Tschechen lehnen EU-Verfassung ab

PRAG. Die EU-Verfassung wird laut einer aktuellen Umfrage von einer Mehrheit der Tschechen abgelehnt. Bei einem Referendum würden nur 19 Prozent für das Dokument stimmen, 29 Prozent würden es ablehnen. 25 Prozent der 2.333 vom Prager Institut SC&C Befragten meinte, daß es angesichts der Ablehnung in Frankreich und den Niederlanden überflüssig sei, den Ratifizierungsprozeß fortzusetzen. 27 Prozent gaben an, die EU-Verfassung und deren Ratifizierung sei ihnen völlig egal. Der rechtsliberale EU-Abgeordnete Jan Zahradil von der Partei ODS des tschechischen Präsidenten Václav Klaus zeigte sich erfreut über die Umfrage.

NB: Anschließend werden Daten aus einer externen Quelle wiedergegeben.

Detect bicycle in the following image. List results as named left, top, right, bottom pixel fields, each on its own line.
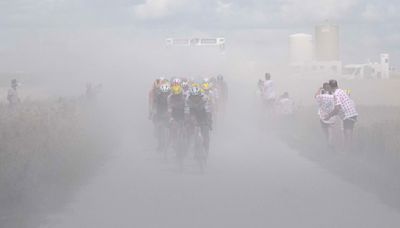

Für Kommunisten-Chef Miroslav Grebenicek ist die EU-Verfassung damit "schon unter dem Tisch". Die Regierung des sozialdemokratischen Premiers Jirí Paroubek plant eine Volksabstimmung über die EU-Verfassung gleichzeitig mit den Parlamentswahlen im Juni 2006.

 

Arbeitssuche im EU-Ausland wird prämiert

PRESSBURG. Die slowakische Regierung will Arbeitslosen eine Prämie zahlen, wenn sie sich in den EU-Nachbarstaaten eine Arbeitsstelle suchen. Die Prämie soll hundert Prozent der Reisekosten zum neuen Arbeitsort abdecken. Die Prämie werde in einem zunächst auf maximal 4.000 Teilnehmer begrenzten Test von den örtlichen Arbeitsämtern ausgezahlt, erläuterte eine Sprecherin des Preßburger Arbeitsministeriums. Voraussetzung sei, daß der Betreffende mindestens drei Monate arbeitslos gemeldet war. Zielländer seien die EU-Nachbarn Österreich und Ungarn, aber auch Tschechei und Polen. Die Slowakei hat wiederholt die in vielen EU-Ländern gültige siebenjährige Übergangsfrist zur Öffnung des Arbeitsmarktes für EU-Neumitglieder kritisiert. Nach Polen hat die Slowakei mit 17,5 Prozent derzeit die zweithöchste Arbeitslosenrate innerhalb der EU.

 

"Letzter Stalinist" Westeuropas ist tot

LISSABON. Der langjährige Chef der portugiesischen Kommunisten (PCP), Álvaro Cunhal, ist letztes Wochenende im Alter von 91 Jahren gestorben. Als "Feind Nummer eins" der autoritären União-Nacional-Regierung von António de Oliveira Salazar war er elf Jahre politischer Gefangener. Die PCP führte Cunhal von 1961 bis 1992, zunächst aus dem Exil in Moskau und Prag. Er orientierte sich am Kurs der Sowjetunion und rechtfertigte 1961 den Bau der Berliner Mauer und 1968 den Einmarsch sowjetischer Truppen in die Tschechoslowakei. In der "Nelkenrevolution" 1974 übte er großen Einfluß auf die Militärjunta aus. Unter General Vasco Gonçalves war Cunhal Minister.